Any other ideas for what I can do _this_ week-end. ??? ;D

BTW, this forum is beginning to cost me a fortune, every day there is some new *must-have* TT item.


----------



## sonnyikea (Dec 31, 2002)

Teach the locals how to use roundabouts?

(see Multiple Flame thread)

;D


----------



## StuarTT (May 7, 2002)

Jeez, don't get me started on driving standards in Luxembourg!!!!

I'll be on here for hours otherwise.


----------



## sonnyikea (Dec 31, 2002)

Tell me about it - I live 10 minutes walk from work and sometimes I need the car.
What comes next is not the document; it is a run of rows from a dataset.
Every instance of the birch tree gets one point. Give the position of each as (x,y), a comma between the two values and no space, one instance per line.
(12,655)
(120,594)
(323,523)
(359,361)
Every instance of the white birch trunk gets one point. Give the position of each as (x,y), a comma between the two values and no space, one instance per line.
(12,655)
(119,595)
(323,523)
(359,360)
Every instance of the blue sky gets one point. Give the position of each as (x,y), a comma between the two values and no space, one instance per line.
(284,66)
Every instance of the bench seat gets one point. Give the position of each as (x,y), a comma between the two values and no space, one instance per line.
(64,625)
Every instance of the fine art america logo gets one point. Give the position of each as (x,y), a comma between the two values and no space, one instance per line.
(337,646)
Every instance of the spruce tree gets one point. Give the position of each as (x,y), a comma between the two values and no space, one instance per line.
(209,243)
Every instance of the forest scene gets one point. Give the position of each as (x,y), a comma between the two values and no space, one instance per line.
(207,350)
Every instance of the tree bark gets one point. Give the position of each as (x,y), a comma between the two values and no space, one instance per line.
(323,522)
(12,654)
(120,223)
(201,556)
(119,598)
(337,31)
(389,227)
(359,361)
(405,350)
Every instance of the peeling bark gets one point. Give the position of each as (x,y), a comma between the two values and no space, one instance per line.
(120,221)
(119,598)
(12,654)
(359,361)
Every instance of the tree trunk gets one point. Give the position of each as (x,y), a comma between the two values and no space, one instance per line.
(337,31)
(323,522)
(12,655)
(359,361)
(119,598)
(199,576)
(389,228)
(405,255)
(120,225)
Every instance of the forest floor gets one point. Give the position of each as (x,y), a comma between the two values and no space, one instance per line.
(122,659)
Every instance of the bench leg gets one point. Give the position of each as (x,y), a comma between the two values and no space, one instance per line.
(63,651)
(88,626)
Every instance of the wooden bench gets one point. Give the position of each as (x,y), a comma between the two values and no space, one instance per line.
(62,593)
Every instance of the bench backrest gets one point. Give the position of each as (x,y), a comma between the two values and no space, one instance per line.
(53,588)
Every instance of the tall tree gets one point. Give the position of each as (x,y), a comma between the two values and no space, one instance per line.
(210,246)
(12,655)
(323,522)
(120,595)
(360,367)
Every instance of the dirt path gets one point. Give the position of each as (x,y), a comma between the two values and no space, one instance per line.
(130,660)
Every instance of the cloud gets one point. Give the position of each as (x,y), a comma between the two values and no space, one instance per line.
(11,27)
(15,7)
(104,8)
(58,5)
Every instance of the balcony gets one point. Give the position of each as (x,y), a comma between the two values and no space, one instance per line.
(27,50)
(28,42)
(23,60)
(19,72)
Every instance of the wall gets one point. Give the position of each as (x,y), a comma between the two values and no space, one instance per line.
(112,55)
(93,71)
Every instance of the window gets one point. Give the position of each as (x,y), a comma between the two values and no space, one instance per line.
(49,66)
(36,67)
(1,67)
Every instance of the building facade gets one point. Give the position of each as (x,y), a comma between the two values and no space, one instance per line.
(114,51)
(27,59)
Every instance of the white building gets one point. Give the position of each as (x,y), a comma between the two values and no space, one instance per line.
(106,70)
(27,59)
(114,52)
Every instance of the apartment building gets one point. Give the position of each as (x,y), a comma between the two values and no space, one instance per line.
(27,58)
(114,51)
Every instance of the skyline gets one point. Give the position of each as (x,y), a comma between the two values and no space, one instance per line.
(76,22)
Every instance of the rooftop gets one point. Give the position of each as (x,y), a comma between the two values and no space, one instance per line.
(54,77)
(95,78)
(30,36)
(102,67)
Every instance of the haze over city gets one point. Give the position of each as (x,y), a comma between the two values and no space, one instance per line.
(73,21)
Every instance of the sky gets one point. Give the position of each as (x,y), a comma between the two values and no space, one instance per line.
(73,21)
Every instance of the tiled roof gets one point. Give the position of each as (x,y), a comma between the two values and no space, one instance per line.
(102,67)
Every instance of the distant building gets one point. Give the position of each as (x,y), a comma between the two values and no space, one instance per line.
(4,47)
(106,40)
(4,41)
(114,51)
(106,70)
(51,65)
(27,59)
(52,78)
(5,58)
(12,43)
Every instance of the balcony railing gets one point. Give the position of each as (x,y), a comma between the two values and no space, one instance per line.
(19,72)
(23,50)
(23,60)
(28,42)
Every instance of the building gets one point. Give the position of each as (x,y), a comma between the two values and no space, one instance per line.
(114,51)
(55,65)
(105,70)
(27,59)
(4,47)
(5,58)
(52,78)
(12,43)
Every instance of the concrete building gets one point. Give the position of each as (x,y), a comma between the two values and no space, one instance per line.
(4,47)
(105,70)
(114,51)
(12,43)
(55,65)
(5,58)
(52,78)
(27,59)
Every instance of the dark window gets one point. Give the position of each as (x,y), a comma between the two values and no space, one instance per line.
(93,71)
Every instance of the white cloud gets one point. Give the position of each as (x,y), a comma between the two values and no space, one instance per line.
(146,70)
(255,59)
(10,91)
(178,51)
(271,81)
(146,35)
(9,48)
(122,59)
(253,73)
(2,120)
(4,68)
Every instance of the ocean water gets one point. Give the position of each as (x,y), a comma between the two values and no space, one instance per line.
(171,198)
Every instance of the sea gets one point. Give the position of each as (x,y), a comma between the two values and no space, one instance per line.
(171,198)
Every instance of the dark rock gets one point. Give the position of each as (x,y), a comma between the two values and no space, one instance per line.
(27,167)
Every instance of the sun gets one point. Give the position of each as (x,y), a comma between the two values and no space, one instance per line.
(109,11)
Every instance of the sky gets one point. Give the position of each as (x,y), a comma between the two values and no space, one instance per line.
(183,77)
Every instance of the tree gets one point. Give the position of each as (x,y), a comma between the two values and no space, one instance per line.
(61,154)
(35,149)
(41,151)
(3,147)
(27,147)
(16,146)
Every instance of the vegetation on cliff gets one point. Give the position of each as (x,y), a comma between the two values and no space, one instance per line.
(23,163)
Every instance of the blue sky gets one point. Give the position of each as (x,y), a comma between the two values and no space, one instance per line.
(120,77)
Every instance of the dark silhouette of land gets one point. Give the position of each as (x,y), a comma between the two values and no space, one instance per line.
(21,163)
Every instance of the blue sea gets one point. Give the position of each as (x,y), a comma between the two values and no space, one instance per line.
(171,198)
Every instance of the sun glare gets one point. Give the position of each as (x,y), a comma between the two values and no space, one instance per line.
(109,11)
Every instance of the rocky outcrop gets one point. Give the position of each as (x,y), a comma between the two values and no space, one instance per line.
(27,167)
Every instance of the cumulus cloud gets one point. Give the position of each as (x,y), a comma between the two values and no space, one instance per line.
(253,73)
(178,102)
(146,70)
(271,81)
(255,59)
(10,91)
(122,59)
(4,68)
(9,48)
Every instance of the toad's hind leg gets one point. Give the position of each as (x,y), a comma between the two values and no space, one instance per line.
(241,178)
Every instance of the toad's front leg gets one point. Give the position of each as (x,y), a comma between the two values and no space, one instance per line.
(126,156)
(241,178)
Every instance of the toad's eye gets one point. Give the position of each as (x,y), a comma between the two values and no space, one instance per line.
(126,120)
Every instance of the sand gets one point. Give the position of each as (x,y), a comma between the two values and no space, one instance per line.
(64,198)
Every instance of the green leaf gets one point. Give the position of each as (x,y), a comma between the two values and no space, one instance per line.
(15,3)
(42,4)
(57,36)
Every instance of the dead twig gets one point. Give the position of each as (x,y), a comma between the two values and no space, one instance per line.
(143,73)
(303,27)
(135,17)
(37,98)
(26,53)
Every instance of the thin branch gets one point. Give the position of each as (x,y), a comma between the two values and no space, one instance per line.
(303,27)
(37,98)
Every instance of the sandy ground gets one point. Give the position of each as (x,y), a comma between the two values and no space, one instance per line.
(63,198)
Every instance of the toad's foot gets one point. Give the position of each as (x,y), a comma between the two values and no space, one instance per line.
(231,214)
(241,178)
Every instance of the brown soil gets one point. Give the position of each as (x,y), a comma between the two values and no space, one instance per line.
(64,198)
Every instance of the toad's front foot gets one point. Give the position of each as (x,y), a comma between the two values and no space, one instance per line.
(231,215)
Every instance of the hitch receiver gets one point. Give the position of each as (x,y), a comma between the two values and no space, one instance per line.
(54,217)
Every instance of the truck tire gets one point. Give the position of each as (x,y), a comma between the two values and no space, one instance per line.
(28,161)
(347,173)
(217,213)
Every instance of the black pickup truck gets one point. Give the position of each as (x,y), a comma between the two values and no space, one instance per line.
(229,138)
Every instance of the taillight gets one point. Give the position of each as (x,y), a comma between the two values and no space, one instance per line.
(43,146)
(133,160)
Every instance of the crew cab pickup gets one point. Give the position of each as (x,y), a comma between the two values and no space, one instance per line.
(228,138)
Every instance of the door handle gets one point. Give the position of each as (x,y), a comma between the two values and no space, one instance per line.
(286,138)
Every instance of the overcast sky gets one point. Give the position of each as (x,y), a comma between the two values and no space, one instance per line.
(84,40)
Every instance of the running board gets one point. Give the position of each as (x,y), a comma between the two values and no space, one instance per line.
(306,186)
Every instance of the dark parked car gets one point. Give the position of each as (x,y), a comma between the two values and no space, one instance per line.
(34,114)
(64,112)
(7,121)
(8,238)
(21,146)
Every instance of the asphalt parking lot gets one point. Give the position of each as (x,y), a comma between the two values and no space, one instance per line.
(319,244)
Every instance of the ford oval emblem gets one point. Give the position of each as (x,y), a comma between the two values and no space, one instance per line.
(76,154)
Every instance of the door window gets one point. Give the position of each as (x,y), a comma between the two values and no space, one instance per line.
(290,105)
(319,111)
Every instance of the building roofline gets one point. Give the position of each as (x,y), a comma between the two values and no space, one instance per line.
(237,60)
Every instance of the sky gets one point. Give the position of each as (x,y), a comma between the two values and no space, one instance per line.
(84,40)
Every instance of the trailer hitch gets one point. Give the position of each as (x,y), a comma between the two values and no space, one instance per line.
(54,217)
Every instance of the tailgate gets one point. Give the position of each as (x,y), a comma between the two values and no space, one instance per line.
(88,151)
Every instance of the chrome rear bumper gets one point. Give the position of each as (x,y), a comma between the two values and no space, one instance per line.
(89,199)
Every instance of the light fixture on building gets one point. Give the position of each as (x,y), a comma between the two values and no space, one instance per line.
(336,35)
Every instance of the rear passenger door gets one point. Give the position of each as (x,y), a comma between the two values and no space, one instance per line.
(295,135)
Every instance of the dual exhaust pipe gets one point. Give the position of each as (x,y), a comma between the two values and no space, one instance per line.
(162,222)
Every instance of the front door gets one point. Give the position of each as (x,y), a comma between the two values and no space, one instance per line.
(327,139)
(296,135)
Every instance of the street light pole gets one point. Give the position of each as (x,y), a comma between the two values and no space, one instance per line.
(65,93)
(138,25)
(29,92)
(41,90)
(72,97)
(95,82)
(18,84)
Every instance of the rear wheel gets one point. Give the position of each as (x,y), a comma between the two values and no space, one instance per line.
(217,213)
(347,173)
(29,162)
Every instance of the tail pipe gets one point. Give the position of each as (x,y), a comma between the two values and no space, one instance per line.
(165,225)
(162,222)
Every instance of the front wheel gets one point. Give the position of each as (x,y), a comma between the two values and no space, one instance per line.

There are two roundabouts I need to negotiate to get to work and I always get carved/cut up on at least one of them 

You would have thought with the agressive lines of the TT everyone would get out of the way


----------



## Dotti (Mar 9, 2003)

hehehe You mean you want to add more to your list of things


----------



## TTotal (Aug 12, 2002)

Get a divorce, you know it makes sense !
(and some drainpipes etc !) :


----------



## StuarTT (May 7, 2002)

> hehehe You mean you want to add more to your list of things Â


Not really, just trying to liven up a lousy Friday. :


----------



## racer (Feb 3, 2003)

> ...what do I do next....
> 
> Any other ideas for what I can do _this_ week-end. Â ??? ;D


Get yourself a Prince Albert.


----------